In the course of empaneling the jury, plaintiff in error challenged three persons peremptorily, and afterwards challenged one Harris peremptorily; but the court held that he was entitled to only three peremptory challenges, which he had exhausted, and overruled the challenge, to which action of the court an exception was duly taken. Harris was then sworn on the jury, and sat as a member thereof on the trial. Four other persons were likewise separately challenged peremptorily, the challenges overruled, exceptions taken, and they served on the jury.
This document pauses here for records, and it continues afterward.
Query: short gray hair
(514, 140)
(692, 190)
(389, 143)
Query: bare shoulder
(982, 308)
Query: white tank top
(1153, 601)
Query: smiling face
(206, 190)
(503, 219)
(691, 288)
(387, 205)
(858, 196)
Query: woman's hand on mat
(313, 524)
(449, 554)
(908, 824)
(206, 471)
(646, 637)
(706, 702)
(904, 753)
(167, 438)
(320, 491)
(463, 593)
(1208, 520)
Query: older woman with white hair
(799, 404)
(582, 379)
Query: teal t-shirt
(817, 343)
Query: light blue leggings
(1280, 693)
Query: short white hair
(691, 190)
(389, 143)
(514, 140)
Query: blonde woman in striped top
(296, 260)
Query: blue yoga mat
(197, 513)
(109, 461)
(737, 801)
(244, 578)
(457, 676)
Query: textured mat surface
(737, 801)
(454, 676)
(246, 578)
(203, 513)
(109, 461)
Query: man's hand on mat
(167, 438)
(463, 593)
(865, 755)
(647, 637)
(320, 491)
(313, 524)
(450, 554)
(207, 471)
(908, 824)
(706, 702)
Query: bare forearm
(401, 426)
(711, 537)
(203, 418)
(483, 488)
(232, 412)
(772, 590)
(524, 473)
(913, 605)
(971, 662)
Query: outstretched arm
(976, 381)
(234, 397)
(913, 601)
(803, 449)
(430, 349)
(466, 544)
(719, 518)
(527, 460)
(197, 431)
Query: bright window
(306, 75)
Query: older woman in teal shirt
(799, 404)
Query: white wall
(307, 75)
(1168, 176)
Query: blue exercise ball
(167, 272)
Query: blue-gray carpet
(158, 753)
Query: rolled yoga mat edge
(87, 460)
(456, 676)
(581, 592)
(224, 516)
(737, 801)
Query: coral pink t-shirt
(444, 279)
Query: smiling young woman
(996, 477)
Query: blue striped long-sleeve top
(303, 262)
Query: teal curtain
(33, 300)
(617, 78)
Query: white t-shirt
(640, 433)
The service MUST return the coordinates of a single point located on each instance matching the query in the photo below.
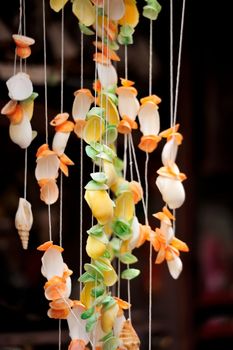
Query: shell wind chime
(99, 318)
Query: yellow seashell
(108, 318)
(85, 295)
(101, 205)
(94, 247)
(125, 206)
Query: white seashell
(49, 192)
(128, 104)
(175, 267)
(60, 140)
(81, 105)
(19, 86)
(172, 191)
(107, 75)
(114, 9)
(135, 228)
(169, 152)
(77, 325)
(52, 263)
(21, 133)
(47, 167)
(149, 119)
(23, 221)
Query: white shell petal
(81, 106)
(149, 119)
(49, 192)
(175, 267)
(77, 325)
(47, 167)
(52, 263)
(114, 9)
(60, 140)
(169, 152)
(107, 75)
(19, 86)
(21, 133)
(23, 221)
(135, 233)
(172, 191)
(128, 105)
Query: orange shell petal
(58, 314)
(59, 119)
(79, 127)
(67, 126)
(124, 127)
(152, 98)
(22, 40)
(149, 143)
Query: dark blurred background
(196, 311)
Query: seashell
(107, 75)
(23, 221)
(115, 9)
(19, 86)
(21, 133)
(49, 192)
(129, 337)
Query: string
(147, 187)
(171, 62)
(179, 63)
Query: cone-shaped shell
(172, 191)
(149, 119)
(94, 247)
(60, 140)
(47, 167)
(21, 133)
(129, 337)
(107, 75)
(131, 15)
(115, 9)
(52, 263)
(82, 103)
(49, 192)
(84, 11)
(19, 86)
(124, 206)
(169, 152)
(128, 103)
(23, 221)
(57, 5)
(175, 266)
(93, 129)
(77, 328)
(100, 204)
(108, 317)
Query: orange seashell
(149, 143)
(152, 98)
(67, 126)
(22, 40)
(59, 119)
(79, 127)
(129, 337)
(58, 314)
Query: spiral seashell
(129, 337)
(23, 221)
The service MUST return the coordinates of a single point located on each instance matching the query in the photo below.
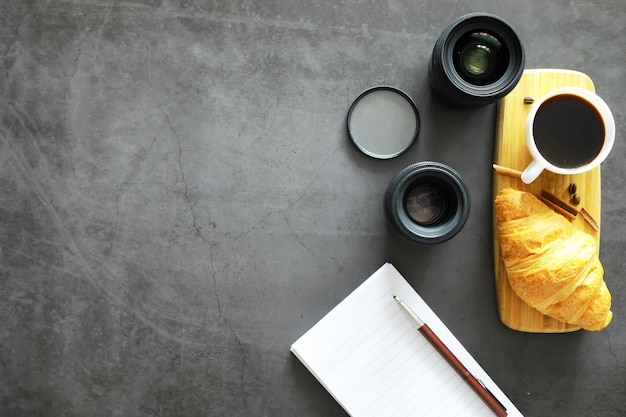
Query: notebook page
(374, 361)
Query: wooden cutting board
(510, 151)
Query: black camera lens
(477, 60)
(427, 202)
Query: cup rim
(605, 113)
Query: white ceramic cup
(539, 162)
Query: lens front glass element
(480, 58)
(425, 204)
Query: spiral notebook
(374, 362)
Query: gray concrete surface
(179, 201)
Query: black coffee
(568, 131)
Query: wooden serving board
(510, 151)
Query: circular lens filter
(383, 122)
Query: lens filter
(383, 122)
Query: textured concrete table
(179, 201)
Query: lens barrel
(427, 202)
(477, 59)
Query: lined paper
(375, 362)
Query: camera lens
(476, 60)
(427, 202)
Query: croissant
(552, 266)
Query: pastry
(550, 264)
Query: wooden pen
(480, 389)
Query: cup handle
(531, 172)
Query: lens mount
(427, 202)
(477, 59)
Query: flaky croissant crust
(551, 265)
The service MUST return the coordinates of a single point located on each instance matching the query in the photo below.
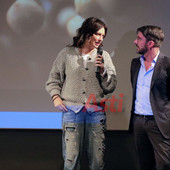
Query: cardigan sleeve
(56, 78)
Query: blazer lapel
(157, 69)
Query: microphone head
(99, 50)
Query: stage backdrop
(32, 32)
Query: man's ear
(151, 44)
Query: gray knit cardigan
(77, 84)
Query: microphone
(99, 52)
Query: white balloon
(80, 4)
(65, 15)
(25, 17)
(74, 24)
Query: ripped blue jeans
(83, 129)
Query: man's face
(141, 44)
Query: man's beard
(143, 50)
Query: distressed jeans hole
(70, 129)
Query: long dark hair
(89, 27)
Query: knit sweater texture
(76, 84)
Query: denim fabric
(83, 129)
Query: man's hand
(58, 103)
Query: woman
(79, 92)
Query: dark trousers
(152, 148)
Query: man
(73, 79)
(150, 114)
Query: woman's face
(96, 39)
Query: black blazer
(159, 92)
If plaintiff in error was entitled to ten peremptory challenges, five persons unlawfully took part as jurors in his conviction. Section 819 of the Revised Statutes provides:
"When the offense charged is treason or a capital offense, the defendant shall be entitled to twenty and the United States to five peremptory challenges. On the trial of any other felony, the defendant shall be entitled to ten and the United States to three peremptory challenges, and in all
other cases, civil and criminal, each party shall be entitled to three peremptory challenges, and in all cases where there are several defendants or several plaintiffs, the parties on each side shall be deemed a single party for the purposes of all challenges under this section. All challenges, whether to the array or panel, or to individual jurors for cause or favor shall be tried by the court without the aid of triers."
Counsel concedes that at common law, "robbery" was a felony, and that the word "rob," in the statute, was used in its common law sense, and therefore admits that the errors assigned in respect of the action of the court in overruling these challenges are well taken. We concur in this view.
Other rulings of the court are questioned in the brief of plaintiff in error, but it is quite improbable that they will occur on another trial, and we need not pass upon them.
Judgment reversed, and cause remanded, with a direction to set aside the verdict and grant a new trial.